Love is one of the most important things in life. God has, afterall, made us beings of love. People nowadays throw that word around like it’s nothing and you end up with many broken souls. In the aftermath, some choose to move on, others become cynical, and still some just quit believing in love. No matter that choice, we have lost sight of it’s meaning. Of its purpose. God has asked us to not only love ourselves but to also love others, and that is something we do not do; instead we choose to judge. We take one look at someone and if we don’t like what we see, we walk away. What’s wrong with this? This world is full of broken people, reaching out for hands to hold, but are only met with people who turn their backs. Never do we realize the damage we do in the lives of others by simply not loving them.
Addictions are the greatest examples. Those who cut, burn, deal with disordered eating, or have any other form of addictions don’t see anything good when they see themselves. All they can see is their flaws. Their scars. It’s like a brick wall has been placed after the surface and seeing beyond that seems impossible. Obviously, there is a self-loathing that sets in and they no longer feel worthy of love or being loved. All that’s needed is for someone to reach out to them, to take the time to see through their masks and help them. Unfortunately, that’s hardly ever the case because when someone sees the scars imprinted on their arms, they judge them and immediately walk away disgusted. The message being sent is simply what they have come to believe: they won’t be loved anymore. They aren’t worth it.

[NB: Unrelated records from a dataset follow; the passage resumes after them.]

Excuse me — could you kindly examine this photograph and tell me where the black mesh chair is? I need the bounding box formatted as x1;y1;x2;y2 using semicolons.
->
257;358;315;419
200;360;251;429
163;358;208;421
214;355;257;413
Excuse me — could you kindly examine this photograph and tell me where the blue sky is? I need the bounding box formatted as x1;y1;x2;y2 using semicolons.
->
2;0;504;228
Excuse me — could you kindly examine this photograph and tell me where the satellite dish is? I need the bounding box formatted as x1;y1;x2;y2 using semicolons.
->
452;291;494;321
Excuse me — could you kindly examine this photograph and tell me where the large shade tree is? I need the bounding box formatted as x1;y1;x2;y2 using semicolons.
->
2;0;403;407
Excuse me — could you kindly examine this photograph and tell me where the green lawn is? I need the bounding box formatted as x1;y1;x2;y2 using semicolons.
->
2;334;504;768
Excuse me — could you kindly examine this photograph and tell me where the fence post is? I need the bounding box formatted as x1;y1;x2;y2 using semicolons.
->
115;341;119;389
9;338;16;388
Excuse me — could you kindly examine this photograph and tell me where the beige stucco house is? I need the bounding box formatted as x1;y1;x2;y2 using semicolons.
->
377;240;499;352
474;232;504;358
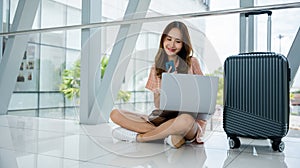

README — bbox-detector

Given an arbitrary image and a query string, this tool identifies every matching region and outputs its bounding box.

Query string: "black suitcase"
[223,10,290,152]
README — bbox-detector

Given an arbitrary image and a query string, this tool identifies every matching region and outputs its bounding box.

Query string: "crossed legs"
[110,109,198,142]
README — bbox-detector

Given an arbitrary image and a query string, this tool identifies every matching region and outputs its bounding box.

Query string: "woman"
[110,21,206,148]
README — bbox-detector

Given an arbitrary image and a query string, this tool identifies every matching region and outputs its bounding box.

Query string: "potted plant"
[59,56,131,102]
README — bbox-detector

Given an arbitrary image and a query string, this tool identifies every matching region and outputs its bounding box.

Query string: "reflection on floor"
[0,115,300,168]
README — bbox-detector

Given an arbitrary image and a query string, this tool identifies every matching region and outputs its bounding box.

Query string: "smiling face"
[163,28,183,56]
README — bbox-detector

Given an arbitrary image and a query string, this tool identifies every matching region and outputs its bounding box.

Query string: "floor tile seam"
[37,153,108,162]
[223,144,249,168]
[0,146,39,155]
[0,126,80,135]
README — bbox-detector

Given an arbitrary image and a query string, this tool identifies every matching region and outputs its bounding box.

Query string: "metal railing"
[0,2,300,37]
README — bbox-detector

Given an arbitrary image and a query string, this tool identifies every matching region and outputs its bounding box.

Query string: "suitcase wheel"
[228,137,241,149]
[271,140,285,152]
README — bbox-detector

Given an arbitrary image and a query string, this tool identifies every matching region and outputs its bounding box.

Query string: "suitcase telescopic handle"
[245,11,272,52]
[245,11,272,17]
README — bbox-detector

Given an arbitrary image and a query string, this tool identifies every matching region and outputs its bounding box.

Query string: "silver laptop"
[160,73,219,119]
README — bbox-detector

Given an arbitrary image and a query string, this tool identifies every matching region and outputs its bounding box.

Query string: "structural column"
[80,0,102,123]
[287,27,300,87]
[0,0,40,114]
[80,0,150,124]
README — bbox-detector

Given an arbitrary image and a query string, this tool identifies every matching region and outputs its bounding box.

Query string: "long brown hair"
[155,21,193,78]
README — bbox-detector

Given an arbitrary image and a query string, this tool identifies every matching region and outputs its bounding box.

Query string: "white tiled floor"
[0,115,300,168]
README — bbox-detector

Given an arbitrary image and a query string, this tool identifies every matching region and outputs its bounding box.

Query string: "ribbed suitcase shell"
[223,52,290,139]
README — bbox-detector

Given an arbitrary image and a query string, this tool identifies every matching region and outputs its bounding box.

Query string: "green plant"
[59,60,80,99]
[59,56,131,102]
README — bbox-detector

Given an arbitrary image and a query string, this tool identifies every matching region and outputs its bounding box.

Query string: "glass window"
[8,93,38,110]
[39,93,64,108]
[41,0,66,28]
[41,31,66,47]
[39,108,64,119]
[40,46,66,91]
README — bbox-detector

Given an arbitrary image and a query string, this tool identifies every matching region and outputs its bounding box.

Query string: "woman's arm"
[154,92,160,109]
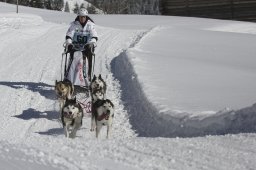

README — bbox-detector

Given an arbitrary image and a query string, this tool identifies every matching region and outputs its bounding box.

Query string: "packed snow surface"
[0,3,256,170]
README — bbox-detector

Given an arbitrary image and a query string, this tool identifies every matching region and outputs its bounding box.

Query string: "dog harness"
[97,113,109,121]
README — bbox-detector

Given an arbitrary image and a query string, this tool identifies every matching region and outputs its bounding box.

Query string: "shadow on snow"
[0,81,55,100]
[13,108,59,120]
[0,81,63,136]
[111,52,256,137]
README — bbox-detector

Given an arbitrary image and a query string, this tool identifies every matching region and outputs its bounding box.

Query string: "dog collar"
[97,113,109,121]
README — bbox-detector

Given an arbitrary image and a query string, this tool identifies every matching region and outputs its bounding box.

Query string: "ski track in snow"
[0,3,256,170]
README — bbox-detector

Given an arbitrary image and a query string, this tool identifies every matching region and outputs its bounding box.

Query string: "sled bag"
[67,51,88,87]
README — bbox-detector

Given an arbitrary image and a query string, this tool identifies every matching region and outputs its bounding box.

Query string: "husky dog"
[93,99,114,139]
[91,89,104,131]
[55,80,74,111]
[61,98,84,138]
[90,74,107,95]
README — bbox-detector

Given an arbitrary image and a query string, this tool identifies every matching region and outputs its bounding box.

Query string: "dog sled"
[61,44,95,113]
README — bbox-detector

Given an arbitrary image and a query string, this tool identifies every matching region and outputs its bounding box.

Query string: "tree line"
[0,0,64,11]
[88,0,160,15]
[0,0,160,15]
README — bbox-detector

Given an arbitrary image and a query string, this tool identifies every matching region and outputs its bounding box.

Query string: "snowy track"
[0,3,256,170]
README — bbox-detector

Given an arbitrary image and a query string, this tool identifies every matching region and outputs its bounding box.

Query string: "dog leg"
[90,111,96,131]
[70,127,77,138]
[96,125,102,138]
[64,126,69,138]
[107,125,111,139]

I have come to realize that your scars are beautiful because they show the trials you have been through and the healing that has come from the wounds. They are your story and when the day comes that you accept them, you will begin to share your story. You will begin to bring others hope. Think of this: each cut, each burn, each time we throw up or go through a meal without eating, each drug we take or everytime we drown ourselves in alcohol not only hurts us but hurts God. He sent his son to shed his blood so we wouldn’t have to hurt, but we repay that by purposefully bringing more hurt upon us. The beauty of it all is that God still loves us. So if he can love us through our scars, we should be able to do the same. These trials give us compassion for we then develop an understanding not everyone can know; thus, we can love others who do the same. Don’t be afraid to unveil yourself, to show yourself to the world because the person that follows is beautiful.
For those who haven’t dealth with those addictions, don’t judge someone for it. They aren’t disgusting, they are broken. They need you. They need you to love them through the scars. To see their souls, not what’s on the outside. This unconditional love is the kind of love we have forgotten. How many lives could be saved from suicide, how many arms and thighs would be free of scars, how many people would be sober, how many people would be clean, how many people would be healthy, how many people would be happy and even love themselves if we just opened our hearts?
Love is louder. That’s what I’ve learned. We aren’t defined by our addictions, but our abilities to see through them, love through them, and finally overcome them. In this way I have changed. I am learning to see the beauty in everything instead of the destruction. I am learning to reach out to others in love, and I am learning how to love myself.